Halol is a city and a municipality (tehsil) in Panchmahal district in the Indian state of Gujarat. Located in western India, it has an average elevation of 499 metres (1637 feet). Halol is a major manufacturing hub of Western India, home to manufacturing facilities of numerous domestic and multinational companies like MG Motor India, Siemens Gamesa, JCB India, Hero Motocorp, Sun Pharma, TOTO India, CEAT Tyres, LM Wind Power, Polycab India, etc.

Demography
 India census, Halol city had a population of 61000. Males constituted 53% of the population and females 47%. Halol had an average literacy rate of 72%, higher than the national average of 59.5%: male literacy was 76%, and female literacy was 66%. In Halol, 14% of the population was under 6 years of age.

Geography
Situated at Latitude = 22° 30′ 0″ N (22.5) and Longitude = 73° 28′ 0″ E (73.46667)
There is a large body of water that was built in 1938 to provide the city with a dependable water supply. Halol is around 40 km from Bodeli, Vadodara and Godhra.
It is also near to the tourist spot Pavagadh, a World Heritage Site Champaner.

Hospitals

Many hospitals and clinics like Referral Hospital, Shree Rang Hospital,  Niramay Hospital are available in the city.
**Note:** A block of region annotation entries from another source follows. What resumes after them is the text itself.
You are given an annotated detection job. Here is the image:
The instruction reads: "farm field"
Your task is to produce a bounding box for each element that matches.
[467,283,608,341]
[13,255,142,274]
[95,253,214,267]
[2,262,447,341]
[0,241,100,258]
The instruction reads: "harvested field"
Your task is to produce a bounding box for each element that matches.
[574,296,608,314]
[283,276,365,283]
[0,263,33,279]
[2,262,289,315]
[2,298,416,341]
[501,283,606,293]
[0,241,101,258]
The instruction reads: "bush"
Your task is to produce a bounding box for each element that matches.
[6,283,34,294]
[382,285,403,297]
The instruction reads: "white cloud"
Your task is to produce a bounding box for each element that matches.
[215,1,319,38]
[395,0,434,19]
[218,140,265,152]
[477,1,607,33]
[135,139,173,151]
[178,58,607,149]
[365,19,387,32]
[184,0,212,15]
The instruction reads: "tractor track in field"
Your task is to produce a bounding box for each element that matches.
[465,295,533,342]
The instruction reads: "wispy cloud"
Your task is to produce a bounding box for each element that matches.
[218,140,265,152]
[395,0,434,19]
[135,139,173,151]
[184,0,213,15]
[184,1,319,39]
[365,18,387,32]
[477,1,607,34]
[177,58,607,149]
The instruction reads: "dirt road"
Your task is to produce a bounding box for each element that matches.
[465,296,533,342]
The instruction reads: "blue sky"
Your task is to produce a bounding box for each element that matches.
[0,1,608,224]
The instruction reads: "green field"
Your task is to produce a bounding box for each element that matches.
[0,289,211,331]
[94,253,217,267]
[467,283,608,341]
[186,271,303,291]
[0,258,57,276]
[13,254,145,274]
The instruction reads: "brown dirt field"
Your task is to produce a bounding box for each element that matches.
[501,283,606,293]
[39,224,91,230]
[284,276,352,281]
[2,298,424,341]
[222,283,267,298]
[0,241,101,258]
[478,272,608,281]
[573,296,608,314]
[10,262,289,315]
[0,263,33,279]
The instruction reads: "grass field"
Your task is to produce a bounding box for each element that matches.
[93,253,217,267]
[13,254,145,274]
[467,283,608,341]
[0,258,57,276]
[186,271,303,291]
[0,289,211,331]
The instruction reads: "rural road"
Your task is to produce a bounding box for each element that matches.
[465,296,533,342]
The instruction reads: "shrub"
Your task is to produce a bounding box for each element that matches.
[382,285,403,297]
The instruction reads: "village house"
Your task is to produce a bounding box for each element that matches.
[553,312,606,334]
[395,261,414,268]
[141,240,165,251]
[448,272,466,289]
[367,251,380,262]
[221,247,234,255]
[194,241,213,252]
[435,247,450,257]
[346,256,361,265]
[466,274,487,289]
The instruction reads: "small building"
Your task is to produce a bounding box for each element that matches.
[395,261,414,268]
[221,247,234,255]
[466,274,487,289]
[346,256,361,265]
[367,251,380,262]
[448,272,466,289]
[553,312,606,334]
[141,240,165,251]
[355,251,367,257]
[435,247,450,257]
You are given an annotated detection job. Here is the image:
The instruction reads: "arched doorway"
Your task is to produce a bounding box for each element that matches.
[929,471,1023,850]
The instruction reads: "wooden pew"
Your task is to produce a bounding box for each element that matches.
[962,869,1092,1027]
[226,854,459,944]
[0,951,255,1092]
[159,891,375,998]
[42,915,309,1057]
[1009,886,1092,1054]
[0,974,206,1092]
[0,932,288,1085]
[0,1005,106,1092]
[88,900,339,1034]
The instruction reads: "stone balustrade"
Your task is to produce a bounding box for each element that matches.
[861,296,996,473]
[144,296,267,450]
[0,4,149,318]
Halol hospital and ICU hospital with all the necessary facilities and emergency treatment for dealing with cardiac and diabetic conditions.

Industry

Many large companies are located here including MG Motor India, Siemens Gamesa, Hero Motocorp, Sun Pharma, TOTO India, CEAT Tyres, JCB, LM Wind Power, Polycab India, etc.

Schools and colleges
In the city of Halol there are various Gujarati, English and Hindi medium schools. They include V.M English medium school, MGM English medium School Halol, M S High School(Gujarati Medium) Halol, Saraswati Vidya Mandir (Gujarati / English Medium) Halol, Kalrav English/Gujarati School Halol, Veer New Look Central School Halol (CBSE), M&V Commerce and Arts College Halol and Nutan Kedavni trust School (Gujarati Med.).

Places of interest

 Pavagadh Shwetambar Jain Mandir * At about 10Km from Halol a very ancient Shwetambar Jain temple is situated. According to Shwetambar records also, this Mandir Ji is very ancient. There is a reference available of a Mandir Ji called “Sarvatobhadra” (auspicious on all sides) built here at the instance of Minister Sri Tejpal during 13th Vikram century. Also a reference is available about ceremonial installation and consecration the hands of Acharya Sri Vijaysensuriji of a temple built at the instance of Sri Jayawant Sheth in Vikram year 1638. IN Vikram year 1746 Gani Sri Shilvijayji Maharaj has referred to a temple here of Sri Neminath Bhagwan. In a laudatory poem about Sri Jiravala Parshvanath composed by Sri Dipvijayji Maharaj in 19th Vikram century, the Mandir Ji existing here are described in detail. At one time, this shrine was considered to be of equal ranks to the shrine at Mt. Shatrunjay. The remnants of ancient ruins lying scattered on the mountain remind one of its antiquity.